Opéra de Nice : UNE SOMNAMBULE …….ELECTRISANTE !!!
Retenez bien son nom, elle s’appelle Sara Blanch, elle est espagnole, ravissante et surtout talentueuse. En l’écoutant vendredi soir dans sa prise de rôle d’Amina, je ne pouvais m’empêcher de penser à une soirée de l’an de grâce 1985 au cours de laquelle Madame June Anderson faisait son apparition en France, à l’opéra de Nice, en abordant le rôle d’Elvire dans Les Puritains toujours au service de Bellini… Sara Blanch affiche la grâce juvénile bien sûr, mais aussi une sûreté vocale, une couleur de timbre et une légèreté pyrotechnique qui laissent entrevoir l’aube d’une carrière qui pourrait être aussi prestigieuse que celle de June Anderson… A suivre donc de très prés en espérant que cette belle somnambule se gardera d’aborder trop tôt des emplois qui tuent et cheminera intelligemment dans le parcours d’obstacles du monde lyrique.
A ses cotés Edgardo Rocha est un magnifique Elvino, dont les sonorités radieuses et les aigus mordorés rappellent au public niçois un certain Rockwell Blake.
Ce duo de choc est bien épaulé par le Comte Rodolfo d’Adrian Sâmpetrean dont les graves de bronze font opportunément écho aux sonorités aériennes de ses partenaires. Dans la fosse, le maestro Giuliano Carella apporte le poids de son expérience et maîtrise les arabesques belliniennes tout en veillant à ne pas couvrir le plateau dans les nombreux passages ou les registres centraux et graves des chanteurs sont sollicités. Sa direction traduit bien la douceur et le rêve, le conte de fées selon ses propres mots ou « tout est légèreté et délicatesse ».

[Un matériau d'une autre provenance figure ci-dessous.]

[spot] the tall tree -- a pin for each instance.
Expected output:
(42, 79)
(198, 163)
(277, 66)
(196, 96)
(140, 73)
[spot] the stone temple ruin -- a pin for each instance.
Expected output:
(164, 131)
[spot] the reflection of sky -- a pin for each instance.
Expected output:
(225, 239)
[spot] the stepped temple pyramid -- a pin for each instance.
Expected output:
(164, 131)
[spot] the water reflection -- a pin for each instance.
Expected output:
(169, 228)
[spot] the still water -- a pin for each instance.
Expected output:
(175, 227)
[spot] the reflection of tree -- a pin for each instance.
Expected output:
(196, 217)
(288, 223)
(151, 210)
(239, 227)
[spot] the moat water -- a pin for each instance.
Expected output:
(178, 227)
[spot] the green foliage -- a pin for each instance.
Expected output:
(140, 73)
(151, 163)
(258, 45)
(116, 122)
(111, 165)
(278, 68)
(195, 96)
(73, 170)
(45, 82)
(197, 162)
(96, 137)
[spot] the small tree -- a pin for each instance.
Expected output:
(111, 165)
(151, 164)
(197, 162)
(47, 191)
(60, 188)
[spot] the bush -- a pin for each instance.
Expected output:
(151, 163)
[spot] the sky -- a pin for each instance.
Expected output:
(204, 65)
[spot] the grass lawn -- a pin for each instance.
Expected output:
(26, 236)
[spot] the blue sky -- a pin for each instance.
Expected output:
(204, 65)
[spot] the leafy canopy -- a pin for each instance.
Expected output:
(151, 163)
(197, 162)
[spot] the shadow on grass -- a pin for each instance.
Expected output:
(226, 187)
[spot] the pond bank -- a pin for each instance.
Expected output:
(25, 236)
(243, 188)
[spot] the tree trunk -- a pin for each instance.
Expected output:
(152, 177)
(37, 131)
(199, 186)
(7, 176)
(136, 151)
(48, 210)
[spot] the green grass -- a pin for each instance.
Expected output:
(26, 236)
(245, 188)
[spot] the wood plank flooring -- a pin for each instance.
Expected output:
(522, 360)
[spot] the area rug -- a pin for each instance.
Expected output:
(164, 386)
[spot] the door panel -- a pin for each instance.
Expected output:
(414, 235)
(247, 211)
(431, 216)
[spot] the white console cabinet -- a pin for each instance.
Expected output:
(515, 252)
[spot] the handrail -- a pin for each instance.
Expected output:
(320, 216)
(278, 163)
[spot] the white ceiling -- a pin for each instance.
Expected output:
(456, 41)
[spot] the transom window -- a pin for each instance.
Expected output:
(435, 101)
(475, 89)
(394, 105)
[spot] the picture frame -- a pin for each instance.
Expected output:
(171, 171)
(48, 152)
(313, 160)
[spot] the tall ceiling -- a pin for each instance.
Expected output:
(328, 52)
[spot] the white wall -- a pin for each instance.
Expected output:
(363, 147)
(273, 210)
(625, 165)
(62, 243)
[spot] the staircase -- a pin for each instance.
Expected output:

Rolando Villazón trouve le moyen de faire parler de lui en prenant résolument le contrepied de l’esprit de l’ouvrage et en replaçant ce conte de fées dans les alpes suisses certes mais au cœur d’un glacier tout à fait réfrigérant et bien loin des forêts de hêtres, des ruisseaux et des pâturages décrits dans le livret ; au cœur de ce glacier vit une communauté dont les contours sociétaux évoquent plutôt une secte aux mœurs étriqués et rigides. Tout cela est bien loin de l’allégresse de ton et des mélismes de l’écriture enjouée de Bellini et comme notre ténor devenu metteur en scène n’en est pas à une contradiction près, il va dénouer l’écheveau des rêves de notre belle somnambule en consacrant l’union d’Elvino et de…Lisa, Amina s’emparant quant à elle fougueusement d’une valise pour aller vivre finalement sa vie sous d’autres cieux….
Le public est resté quelque peu éberlué par l’audace et l’incongruité de l’invention mais a fort justement acclamé le plateau et réservé une ovation à Sara Blanch pour sa lumineuse prestation.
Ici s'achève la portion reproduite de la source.